Versöhnung in der Badewanne

„Hau ab, du Blödmann!”, schreit Pio seinen Bruder Tom an. „Wer ist hier der Blödmann?”, schreit Tom zurück und tritt nach Pio. Pio springt zur Seite. „Mach das nicht noch mal!” schreit er. Tom tritt wieder nach Pio. Dieses Mal trifft er gegen das Schienbein. Pio schreit auf und schlägt auf Tom ein. Tom heult auf und hält sich den Kopf. Dann stürzt er sich auf seinen jüngeren Bruder. Verbissen klammern sich beide aneinander fest und wälzen sich über den schlammigen Boden. Tom beißt. Pio schlägt. Tom schreit auf, als sie in die beiden Fahrräder rollen, die sie ein paar Meter weiter abgestellt hatten, und diese über die beiden Jungen fallen. Der Lenker schlägt Pio ins Gesicht. Mitten auf das rechte Auge. Er lässt von seinem Bruder ab und kauert sich wimmernd auf dem Boden zusammen. „Das hast du nun davon, du Blödmann!”, schreit Tom und springt auf. „Und jetzt gehe ich und erzähle Mama, dass du Streit angefangen hast!” Pio trottet hinterher und hält sich das Auge. Die Räder bleiben im Matsch liegen.


„Wie seht ihr denn aus?”, sagt Mama entsetzt, als sie die Tür öffnet. Toms T-Shirt ist zerissen und er ist über und über mit Schmutz bedeckt. Pio steht ein paar Schritte hinter ihm und sieht nicht besser aus. Das eine Auge ist ganz rot und angeschwollen. „Was habt ihr bloß gemacht?”, schüttelt Mama den Kopf. Tom und Pio schauen sich nicht an. „Ich lasse euch Wasser einlaufen. Vor lauter Schmutz kann ich ja nicht mal sehen, ob ihr verarztet werden müsst.” „Ich geh nicht mit dem in eine Wanne!”, sagt Pio, als Mama das Wasser einlässt. „Und ich nicht mit dem!”, setzt Tom nach. „Ich will nichts hören!”, sagt Mama und zieht die Augenbraue hoch. „Ab jetzt, rein ins Wasser!”

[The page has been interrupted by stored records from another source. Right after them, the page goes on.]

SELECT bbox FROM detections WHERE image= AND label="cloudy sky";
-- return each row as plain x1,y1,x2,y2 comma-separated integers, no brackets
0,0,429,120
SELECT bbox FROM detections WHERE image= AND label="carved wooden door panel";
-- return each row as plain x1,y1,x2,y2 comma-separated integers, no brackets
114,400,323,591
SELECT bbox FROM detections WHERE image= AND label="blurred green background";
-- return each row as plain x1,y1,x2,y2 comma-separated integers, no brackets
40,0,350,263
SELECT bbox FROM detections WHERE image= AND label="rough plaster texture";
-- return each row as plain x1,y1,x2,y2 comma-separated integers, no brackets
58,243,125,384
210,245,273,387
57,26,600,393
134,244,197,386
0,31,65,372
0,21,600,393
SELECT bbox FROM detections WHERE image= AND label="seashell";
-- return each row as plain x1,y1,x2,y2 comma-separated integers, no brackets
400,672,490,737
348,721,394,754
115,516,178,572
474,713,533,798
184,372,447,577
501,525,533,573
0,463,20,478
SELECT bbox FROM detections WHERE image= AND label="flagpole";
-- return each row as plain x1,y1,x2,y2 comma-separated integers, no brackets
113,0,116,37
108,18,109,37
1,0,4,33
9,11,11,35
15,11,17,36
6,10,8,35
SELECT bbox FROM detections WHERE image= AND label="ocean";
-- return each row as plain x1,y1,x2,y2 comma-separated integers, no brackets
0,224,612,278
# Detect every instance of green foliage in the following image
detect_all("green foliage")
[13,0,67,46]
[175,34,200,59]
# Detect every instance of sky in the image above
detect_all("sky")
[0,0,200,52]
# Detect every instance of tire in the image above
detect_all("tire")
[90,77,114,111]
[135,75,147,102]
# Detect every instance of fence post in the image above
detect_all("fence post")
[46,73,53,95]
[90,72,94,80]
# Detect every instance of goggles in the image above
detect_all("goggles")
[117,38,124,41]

Pio kauert sich an das eine Ende der Wanne, Tom an das andere. Das heiße Wasser tut gut, aber es brennt auch in den Kratzern auf Armen und Beinen. Mama ist in die Küche gegangen. Als Tom sich mit den Händen Wasser schöpft und über das Gesicht laufen lässt, packt Pio zu und drückt den Kopf seines Bruders nach vorne unter Wasser. Prustend taucht Tom wieder auf. „Spinnst du?” Pio grinst. Tom greift mit beiden Händen Pios Kopf und drückt ihn ins Wasser. Pio blubbert. Das hört sich so lustig an, dass Tom laut lachen muss. Pio taucht auf und muss auch lachen. „Los”, sagt er, „wer länger unten bleiben kann.” Beide holen tief Luft und tauchen unter. Pio lässt kleine Luftblasen aus dem Mund perlen und hält sich die Nase zu. Tom schließt die Augen. Ein ganzer Luftschwall kommt aus seiner Nase. Pio wird ganz rot im Gesicht. Tom macht die Augen wieder auf. Gleichzeitig tauchen beide aus dem Wasser auf. „Unentschieden!”, schnauft Pio und nickt zufrieden. „Unentschieden!”, prustet Tom. „Seid ihr so weit?”, fragt Mama und hält zwei Handtücher hin. „Guck mal”, staunt Pio. „Der ganze Schmutz ist im Wasser geblieben.” „Ganz braun ist es geworden”, stimmt Tom zu. „Soll ich Pflaster holen?”, will Mama wissen. „Nicht nötig”, sagt Tom und wischt sich mit dem Handtuch über den blutenden Kratzer am Bein. „Und dein Auge?”, fragt Mama. „Halb so wild”, sagt Pio und tupft eine Träne ab. „Es tränt nur ein wenig.” „Komm!”, sagt Tom. „Wir müssen die Räder noch holen.”